I've put the 1080p60 and overclocking tasks aside for now so that I can get the more annoying task of designing the v2 PCB out of the way. There are several minor problems with the original board that, when all put together, are really bothering me (and some are a little more than minor), so I think it's time to fix all of them. I'm getting pretty close to finishing the board design, and here's a list of all the improvements:

  • Swapped the labeling on two jumpers that I labeled backwards.
  • Removed the power rail disconnect jumpers now that I know the switching regulators work.
  • Swapped the R and B on ESProFile's RGB LED; I got them backwards the first time around.
  • Added a BOOT button to both ESP32s; I learned the hard way that if you accidentally put them into USB-OTG mode and don't have a BOOT button, you'll be locked out and can't upload new code.
  • Added a boost converter that generates 12V from the 5V USB-C rail instead of requiring 12V from the barrel jack; I'm honestly not sure why I didn't do this from the start...
  • No need for the barrel jack anymore, so I deleted it.
  • Replaced the FT2232's 93C46 EEPROM with a 93C56 EEPROM (see the posts from when I first got the v1 boards to learn why).
  • Changed the interface between the two ESP32s and their SD cards from SPI to full-blown SDIO. This should greatly increase SD data transfer speeds, and will be necessary for the tight timings of the ESP32 floppy emulator. It won't hurt for ESProFile either!
  • Added a jumper that lets you add/remove "scanlines" in the HDMI output; scanlines are added by simply blacking out every third line (or second line when using 3A ROMs) on the screen. I haven't actually tested this yet, so we'll see how well this strategy works before I commit to the jumper.
  • Adjusted LED brightnesses by changing their series resistor values. They were all REALLY bright before!
  • Fixed the issues with the TL074 op-amp and the onboard speaker. The audio output was really faint, caused by a combination of a few mistakes in that circuit.
  • MOST IMPORTANTLY: Changed all the level shifters from TXS0108Es to a combination of other things. The bidirectional lines are now shifted by BSS138 MOSFETs, and the unidirectional lines are shifted by 74HCT245s (3.3V -> 5V) and 74LVC245s (5V -> 3.3V). Hopefully this will get rid of the weird oscillations and work a lot better!

Thanks to the level shifter oscillations, it seems like the external SCC wasn't really working at all, so I'll be able to test that for real when I get the new boards.

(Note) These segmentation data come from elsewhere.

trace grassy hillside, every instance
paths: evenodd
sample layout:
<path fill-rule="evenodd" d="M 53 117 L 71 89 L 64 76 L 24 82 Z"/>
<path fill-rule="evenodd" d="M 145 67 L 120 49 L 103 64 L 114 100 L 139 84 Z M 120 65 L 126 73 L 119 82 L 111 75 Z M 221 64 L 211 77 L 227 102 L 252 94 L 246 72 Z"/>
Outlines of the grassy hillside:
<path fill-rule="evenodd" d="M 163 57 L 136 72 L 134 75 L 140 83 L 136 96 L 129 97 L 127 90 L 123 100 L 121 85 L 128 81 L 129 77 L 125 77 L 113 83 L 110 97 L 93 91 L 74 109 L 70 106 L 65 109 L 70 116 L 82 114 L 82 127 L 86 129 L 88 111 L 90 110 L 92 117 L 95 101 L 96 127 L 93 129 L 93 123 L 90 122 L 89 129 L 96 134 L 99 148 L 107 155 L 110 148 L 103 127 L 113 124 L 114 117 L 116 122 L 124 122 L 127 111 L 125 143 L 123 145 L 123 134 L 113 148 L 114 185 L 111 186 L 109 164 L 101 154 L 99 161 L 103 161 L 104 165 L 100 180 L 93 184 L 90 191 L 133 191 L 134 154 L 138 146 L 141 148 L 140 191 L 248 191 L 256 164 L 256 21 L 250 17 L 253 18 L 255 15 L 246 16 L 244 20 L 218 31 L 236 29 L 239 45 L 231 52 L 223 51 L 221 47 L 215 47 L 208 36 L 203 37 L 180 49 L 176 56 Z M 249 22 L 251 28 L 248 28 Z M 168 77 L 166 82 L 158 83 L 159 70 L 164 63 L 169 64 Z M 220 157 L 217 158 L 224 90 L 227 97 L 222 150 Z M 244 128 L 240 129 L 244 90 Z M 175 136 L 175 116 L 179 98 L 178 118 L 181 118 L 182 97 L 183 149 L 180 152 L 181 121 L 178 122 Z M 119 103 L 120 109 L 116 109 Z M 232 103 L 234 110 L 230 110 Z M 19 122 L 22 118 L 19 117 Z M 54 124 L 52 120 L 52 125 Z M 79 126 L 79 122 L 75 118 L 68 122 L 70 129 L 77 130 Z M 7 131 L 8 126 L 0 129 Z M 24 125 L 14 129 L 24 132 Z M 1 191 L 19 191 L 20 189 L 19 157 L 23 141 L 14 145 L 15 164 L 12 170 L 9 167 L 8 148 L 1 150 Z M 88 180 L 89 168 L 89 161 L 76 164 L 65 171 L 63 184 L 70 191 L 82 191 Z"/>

Right now, any attempt to talk to it from LOS or the Workshop causes the system to hang.

I haven't fully settled on how to do this yet, but I'd also like to add Twiggy support without wasting tons of space with 2 huge Twiggy headers. So I was thinking I'd keep the Sony header, and then add a 4-pin header beside it to hold all the extra Twiggy signals. Then you'd hook both the Sony and 4-pin headers up to a separate breakout board that has the Twiggy ports on it. Does that sound like a good solution to the few Twiggy owners out there, or do you guys have some better ideas?

If anyone has any suggestions of other stuff to add/change on the v2 board, I'd be happy to listen!